You mention this is for pedestrian tracking, but you also mention a road network. Pedestrians can travel a lot of places where a car cannot, and, indeed, which probably are not going to be on any map you find of a "road network". Most road maps don't have things like walking paths in parks, hiking trails, and so forth. Don't assume that "off the road network" means the GPS isn't getting an accurate fix.
In addition to Andrew's comments, you may also want to consider interference factors such as multipath, and how they are affected in your incoming GPS data stream, e.g. HDOPs in the GSA line of NMEA0183. In my own GPS controller software, I allow user specified rejection criteria against a range of QA related parameters.
I also tend to work on a moving window principle in this regard, where you can consider rejecting data that represents a spike based on surrounding data in the same window.

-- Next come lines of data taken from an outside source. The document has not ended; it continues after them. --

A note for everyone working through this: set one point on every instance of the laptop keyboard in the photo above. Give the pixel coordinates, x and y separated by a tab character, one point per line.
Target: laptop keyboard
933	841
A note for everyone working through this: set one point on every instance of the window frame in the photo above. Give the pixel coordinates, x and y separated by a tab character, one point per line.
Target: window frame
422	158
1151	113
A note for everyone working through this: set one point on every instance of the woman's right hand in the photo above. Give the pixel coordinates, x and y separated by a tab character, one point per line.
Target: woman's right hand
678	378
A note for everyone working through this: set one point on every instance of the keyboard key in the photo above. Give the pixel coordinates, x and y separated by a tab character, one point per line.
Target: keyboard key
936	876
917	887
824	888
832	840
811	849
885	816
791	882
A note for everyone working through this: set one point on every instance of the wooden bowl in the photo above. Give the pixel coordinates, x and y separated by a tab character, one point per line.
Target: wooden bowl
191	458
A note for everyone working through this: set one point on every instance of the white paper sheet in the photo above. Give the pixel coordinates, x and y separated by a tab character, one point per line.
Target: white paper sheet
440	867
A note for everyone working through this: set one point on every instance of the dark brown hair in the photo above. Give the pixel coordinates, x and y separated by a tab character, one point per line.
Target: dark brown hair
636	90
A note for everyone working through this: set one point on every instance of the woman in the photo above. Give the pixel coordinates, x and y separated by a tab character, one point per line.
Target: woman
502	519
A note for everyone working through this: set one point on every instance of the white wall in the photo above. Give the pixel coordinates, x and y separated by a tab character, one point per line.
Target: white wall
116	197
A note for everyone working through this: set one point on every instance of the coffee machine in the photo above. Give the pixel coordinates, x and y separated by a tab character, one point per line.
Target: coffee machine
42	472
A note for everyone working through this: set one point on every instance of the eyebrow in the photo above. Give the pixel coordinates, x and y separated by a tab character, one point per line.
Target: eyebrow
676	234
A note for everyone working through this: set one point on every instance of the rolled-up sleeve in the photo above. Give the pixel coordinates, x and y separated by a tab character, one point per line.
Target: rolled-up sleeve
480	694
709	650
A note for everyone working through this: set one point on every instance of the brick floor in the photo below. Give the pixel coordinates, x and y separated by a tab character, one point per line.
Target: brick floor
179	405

Read the posfix to see if the signal is valid (somewhere in the $GPGGA sentence if you parse raw NMEA strings). If it's 0, ignore the message.
Besides that you could look at the combination of HDOP and the number of satellites if you really need to be sure that the signal is very accurate, but in normal situations that shouldn't be necessary.
Of course it doesn't hurt to do some sanity checks on GPS signals:
latitude between -90..90;
longitude between -180..180 (or E..W, N..S, 0..90 and 0..180 if you're reading raw NMEA strings);
speed between 0 and 255 (for normal cars);
distance to previous measurement matches (based on lat/lon) matches roughly with the indicated speed;
timedifference with system time not larger than x (unless the system clock cannot be trusted or relies on GPS synchronisation :-) );
To do map matching, you basically iterate through your road segments, and check which segment is the most likely for your current position, direction, speed and possibly previous gps measurements and matches.
If you're not doing a realtime application, or if a delay in feedback is acceptable, you can even look into the 'future' to see which segment is the most likely.
Doing all that properly is an art by itself, and this space here is too short to go into it deeply.
It's often difficult to decide with 100% confidence on which road segment somebody resides. For example, if there are 2 parallel roads that are equally close to the current position it's a matter of creative heuristics.